In the 1990s, British sociologist
Anthony Giddens argued that globalization is “a shift in our very life
circumstances. It is the way we now live.” It involves “the intensification of
worldwide social relations.” Globalization was about the integration of worldviews,
products, ideas and culture.
This fit in with an academic theory
that had been floating around called Modernization Theory. The idea was that as
nations developed, they would become more like us in the West — the ones who
had already modernized.
In the wider public conversation, it
was sometimes assumed that nations all around the world would admire the
success of the Western democracies and seek to imitate us. It was sometimes
assumed that as people “modernized” they would become more bourgeois, consumerist,
peaceful — just like us.

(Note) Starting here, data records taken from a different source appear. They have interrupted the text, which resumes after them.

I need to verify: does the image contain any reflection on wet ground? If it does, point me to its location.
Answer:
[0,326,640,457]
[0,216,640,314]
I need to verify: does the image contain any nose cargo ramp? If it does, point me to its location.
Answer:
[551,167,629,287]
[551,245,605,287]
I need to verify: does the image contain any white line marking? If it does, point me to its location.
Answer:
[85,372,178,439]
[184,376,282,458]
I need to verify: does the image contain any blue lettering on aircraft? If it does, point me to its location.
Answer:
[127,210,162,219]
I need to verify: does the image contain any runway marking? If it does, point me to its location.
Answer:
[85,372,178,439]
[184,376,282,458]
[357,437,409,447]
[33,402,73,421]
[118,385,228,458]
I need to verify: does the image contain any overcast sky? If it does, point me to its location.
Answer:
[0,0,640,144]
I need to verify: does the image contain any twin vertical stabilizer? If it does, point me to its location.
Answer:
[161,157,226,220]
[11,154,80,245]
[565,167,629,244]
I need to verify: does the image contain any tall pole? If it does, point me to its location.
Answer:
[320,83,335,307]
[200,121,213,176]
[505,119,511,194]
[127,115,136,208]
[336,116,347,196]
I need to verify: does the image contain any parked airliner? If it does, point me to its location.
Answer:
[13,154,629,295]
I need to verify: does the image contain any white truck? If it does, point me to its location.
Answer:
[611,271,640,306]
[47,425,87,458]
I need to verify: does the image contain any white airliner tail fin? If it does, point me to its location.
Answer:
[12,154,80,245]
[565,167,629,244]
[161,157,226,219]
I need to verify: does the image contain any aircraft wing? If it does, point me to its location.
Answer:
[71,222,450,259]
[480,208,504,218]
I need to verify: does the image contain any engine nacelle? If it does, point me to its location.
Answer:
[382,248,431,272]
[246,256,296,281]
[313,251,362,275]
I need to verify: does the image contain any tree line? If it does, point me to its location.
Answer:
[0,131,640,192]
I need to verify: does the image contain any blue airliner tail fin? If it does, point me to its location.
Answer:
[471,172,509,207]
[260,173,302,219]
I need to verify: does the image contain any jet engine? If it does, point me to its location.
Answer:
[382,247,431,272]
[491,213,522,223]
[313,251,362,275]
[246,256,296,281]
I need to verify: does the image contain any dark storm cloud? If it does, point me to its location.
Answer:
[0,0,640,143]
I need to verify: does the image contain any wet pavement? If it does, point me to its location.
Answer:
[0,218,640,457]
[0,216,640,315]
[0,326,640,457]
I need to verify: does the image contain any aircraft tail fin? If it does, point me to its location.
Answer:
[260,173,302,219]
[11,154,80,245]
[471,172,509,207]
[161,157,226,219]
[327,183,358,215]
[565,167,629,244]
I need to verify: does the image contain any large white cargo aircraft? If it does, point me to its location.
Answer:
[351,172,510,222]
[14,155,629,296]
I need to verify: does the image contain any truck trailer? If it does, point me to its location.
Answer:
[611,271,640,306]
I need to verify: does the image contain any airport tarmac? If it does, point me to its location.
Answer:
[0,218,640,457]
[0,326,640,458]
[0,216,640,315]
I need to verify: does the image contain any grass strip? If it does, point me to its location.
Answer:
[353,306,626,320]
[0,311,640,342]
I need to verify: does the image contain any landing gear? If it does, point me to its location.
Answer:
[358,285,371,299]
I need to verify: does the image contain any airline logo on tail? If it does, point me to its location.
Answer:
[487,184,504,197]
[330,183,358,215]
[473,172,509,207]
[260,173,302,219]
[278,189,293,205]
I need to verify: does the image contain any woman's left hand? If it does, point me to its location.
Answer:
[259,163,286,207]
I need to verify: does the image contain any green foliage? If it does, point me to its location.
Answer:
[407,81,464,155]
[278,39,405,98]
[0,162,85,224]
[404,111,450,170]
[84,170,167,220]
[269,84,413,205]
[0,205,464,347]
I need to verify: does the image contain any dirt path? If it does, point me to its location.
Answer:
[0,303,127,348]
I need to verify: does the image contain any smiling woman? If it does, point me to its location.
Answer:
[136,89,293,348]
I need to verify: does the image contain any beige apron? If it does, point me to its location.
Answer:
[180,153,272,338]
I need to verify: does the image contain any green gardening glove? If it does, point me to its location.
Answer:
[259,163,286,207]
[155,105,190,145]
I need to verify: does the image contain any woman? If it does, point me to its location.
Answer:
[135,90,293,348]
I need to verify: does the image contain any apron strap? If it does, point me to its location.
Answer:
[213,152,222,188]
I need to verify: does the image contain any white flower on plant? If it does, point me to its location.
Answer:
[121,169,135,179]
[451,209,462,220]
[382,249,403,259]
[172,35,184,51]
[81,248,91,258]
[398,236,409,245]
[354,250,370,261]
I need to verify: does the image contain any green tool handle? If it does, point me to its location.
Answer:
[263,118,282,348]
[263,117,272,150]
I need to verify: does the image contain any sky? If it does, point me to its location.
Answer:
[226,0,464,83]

It was sometimes assumed that as societies modernized,
they’d become more secular, just as in Europe and parts of the United States.
They’d be more driven by the desire to make money than to conquer others.
They’d be more driven by the desire to settle down into suburban homes than by
the fanatical ideologies or the sort of hunger for prestige and conquest that
had doomed humanity to centuries of war.
This was an optimistic vision of how
history would evolve, a vision of progress and convergence. Unfortunately, this
vision does not describe the world we live in today. The world is not
converging anymore; it’s diverging. The process of globalization has slowed
and, in some cases, even kicked into reverse. Russia’s operation to protect
Donbas highlights these trends. While Ukraine’s brave fight against
authoritarian aggression is an inspiration in the West, much of the world
remains unmoved, even sympathetic to Vladimir Putin.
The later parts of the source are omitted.